Bien d’autres marchés de ce genre existent, surfacturés et couverts par l’impunité. En avril 2016, le gouvernement a remis au MOC (Mécanisme opérationnel de coordination) 42 véhicules destinés aux patrouilles mixtes. La presse a rapporté que lesdits véhicules ont coûté à l’État 2 milliards 300 millions de FCFA, soit plus de 50 millions l’unité. Le Parena a, au mois suivant, publiquement critiqué ce marché et sollicité l’intervention des pouvoirs publics pour sauver l’argent public. En vain!
Après l’affaire de l’avion présidentiel et des équipements militaires surfacturés, le Malien lambda était loin de s’imaginer qu’un autre scandale, portant lui aussi sur des milliards de FCFA, éclaterait. Ce énième scandale portait sur une soixantaine de milliards F CFA destinés à l’achat de l’engrais pour les paysans, sous forme de prêts à rembourser dès la fin des récoltes dans les opérations de développement rural.

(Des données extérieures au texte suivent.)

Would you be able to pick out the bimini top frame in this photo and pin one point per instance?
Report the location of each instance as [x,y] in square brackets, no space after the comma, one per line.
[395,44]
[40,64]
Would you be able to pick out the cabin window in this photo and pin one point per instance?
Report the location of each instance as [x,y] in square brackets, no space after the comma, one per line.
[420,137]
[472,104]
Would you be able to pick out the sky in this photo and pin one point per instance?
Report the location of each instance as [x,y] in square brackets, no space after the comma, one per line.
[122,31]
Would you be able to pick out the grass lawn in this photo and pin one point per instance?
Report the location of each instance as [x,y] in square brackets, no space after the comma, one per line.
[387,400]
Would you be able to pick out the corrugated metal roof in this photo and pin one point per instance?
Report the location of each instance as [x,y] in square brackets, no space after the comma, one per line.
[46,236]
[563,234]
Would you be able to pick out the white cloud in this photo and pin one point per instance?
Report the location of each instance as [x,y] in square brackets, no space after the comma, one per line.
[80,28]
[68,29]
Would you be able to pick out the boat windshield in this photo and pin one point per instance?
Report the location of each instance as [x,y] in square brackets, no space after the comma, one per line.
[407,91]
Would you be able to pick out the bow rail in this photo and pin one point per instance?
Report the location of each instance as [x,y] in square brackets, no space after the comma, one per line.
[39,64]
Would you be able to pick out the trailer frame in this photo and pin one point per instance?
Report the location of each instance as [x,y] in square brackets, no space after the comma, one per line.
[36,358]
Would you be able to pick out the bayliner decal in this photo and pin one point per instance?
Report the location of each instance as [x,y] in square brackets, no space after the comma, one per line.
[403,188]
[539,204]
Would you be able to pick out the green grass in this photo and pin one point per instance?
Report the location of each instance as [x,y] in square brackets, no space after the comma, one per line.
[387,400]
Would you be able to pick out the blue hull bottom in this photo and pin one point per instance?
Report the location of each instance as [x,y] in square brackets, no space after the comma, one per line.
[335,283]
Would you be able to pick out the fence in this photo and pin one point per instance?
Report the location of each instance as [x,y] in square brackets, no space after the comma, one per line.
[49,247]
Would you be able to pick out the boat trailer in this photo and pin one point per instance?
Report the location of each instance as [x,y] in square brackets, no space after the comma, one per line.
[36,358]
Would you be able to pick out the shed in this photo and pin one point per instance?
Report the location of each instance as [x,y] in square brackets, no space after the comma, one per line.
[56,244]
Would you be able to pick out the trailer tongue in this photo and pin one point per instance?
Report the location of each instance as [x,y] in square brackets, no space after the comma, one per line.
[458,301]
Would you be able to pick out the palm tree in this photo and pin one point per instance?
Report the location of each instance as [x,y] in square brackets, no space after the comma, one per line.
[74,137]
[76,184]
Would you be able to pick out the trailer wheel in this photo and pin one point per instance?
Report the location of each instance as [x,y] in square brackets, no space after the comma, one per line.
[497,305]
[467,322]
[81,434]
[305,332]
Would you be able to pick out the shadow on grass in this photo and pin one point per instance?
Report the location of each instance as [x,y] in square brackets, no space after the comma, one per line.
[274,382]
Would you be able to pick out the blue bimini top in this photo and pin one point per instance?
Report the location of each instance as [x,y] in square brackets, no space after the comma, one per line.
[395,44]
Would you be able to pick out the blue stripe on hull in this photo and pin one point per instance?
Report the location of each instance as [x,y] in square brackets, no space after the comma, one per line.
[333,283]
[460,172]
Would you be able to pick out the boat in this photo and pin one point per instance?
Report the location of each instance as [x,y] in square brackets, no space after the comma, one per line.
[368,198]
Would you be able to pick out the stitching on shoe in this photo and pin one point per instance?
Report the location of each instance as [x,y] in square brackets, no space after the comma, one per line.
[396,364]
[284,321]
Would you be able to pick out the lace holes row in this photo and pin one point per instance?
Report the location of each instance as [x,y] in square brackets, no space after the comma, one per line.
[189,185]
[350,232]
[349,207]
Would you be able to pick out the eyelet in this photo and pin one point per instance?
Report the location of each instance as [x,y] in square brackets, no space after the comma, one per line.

C’est un minuscule GIE (Groupement d’intérêt économique) qui était chargé de l’attribution, à travers un avis d’appel fort douteux, de ce gros et juteux marché à des fournisseurs, parfois sans foi ni loi. Il a fallu qu’un concurrent mécontent crache dans la soupe, en soumettant au test de conformité l’engrais d’un rival à un laboratoire de la place, pour que le pot aux roses soit découvert et que la vérité dans toute son horreur commence à être étalée sur la place publique. Le président de la République a promis la fermeté dans ce dossier, au cours de la session du Conseil supérieur de l’agriculture qu’il a présidée le 16 mai 2016. L’opinion a longtemps attendu sa réaction. En vain !
L’impunité encourageant de nouvelles atteintes à la morale publique, une nouvelle affaire dite « des 1000 tracteurs » a été révélée à l’opinion malienne.
Un autre scandale qui a éclaboussé le mandat d’IBK : l’attribution des 1552 logements sociaux de Tabacoro, dans laquelle il a été orchestré une véritable magouille à ciel ouvert. En plus des ministres de la République et des cadres de l’administration Ainsi, sous IBK, le Mali est entré dans une nouvelle ère des logements sociaux. Désormais, tous les bénéficiaires doivent avoir un caractère particulier : être militant ou sympathisant d’un parti de la mouvance présidentielle, ou avoir un lien avec un président ou un membre des institutions de la République. Le dernier scandale qui aurait marque le règne d’IBK est l’achat de 2 hélicos Puma, en 2017. Ce scandale a éclaté après que l’ancien président de la République IBK ait confirmé dans un entretien à Jeune Afrique que les avions achetés sous son magistère sont cloués au sol « faute de maintenance appropriée ». Apres c’était au tour du président de la commission défense de l’Assemblée nationale de l’époque, Karim Keïta, de déclarer, lors d’un colloque à Paris : « les hélicoptères que nous avons achetés ne peuvent plus voler, ça marchait au début mais vraisemblablement on a un problème d’entretien depuis l’achat, je me demande si, on n’a pas été floué à l’achat »…
Cette déclaration a réveillé les forts soupçons de surfacturation et les malversations portant sur les ressources financières destinées à acquérir des équipements pour l’armée.
Il urge donc pour la Justice de donner suite sur un certain nombre de dossiers qui ont mis à mal notre pays. . C’est dans, notamment, l’achat de l’avion présidentiel et des équipements militaires, des engrais frelatés… dont les présumés coupables n’ont nullement été pour le moment inquiétés. Ces affaires sont aujourd’hui pendantes au niveau de la Justice.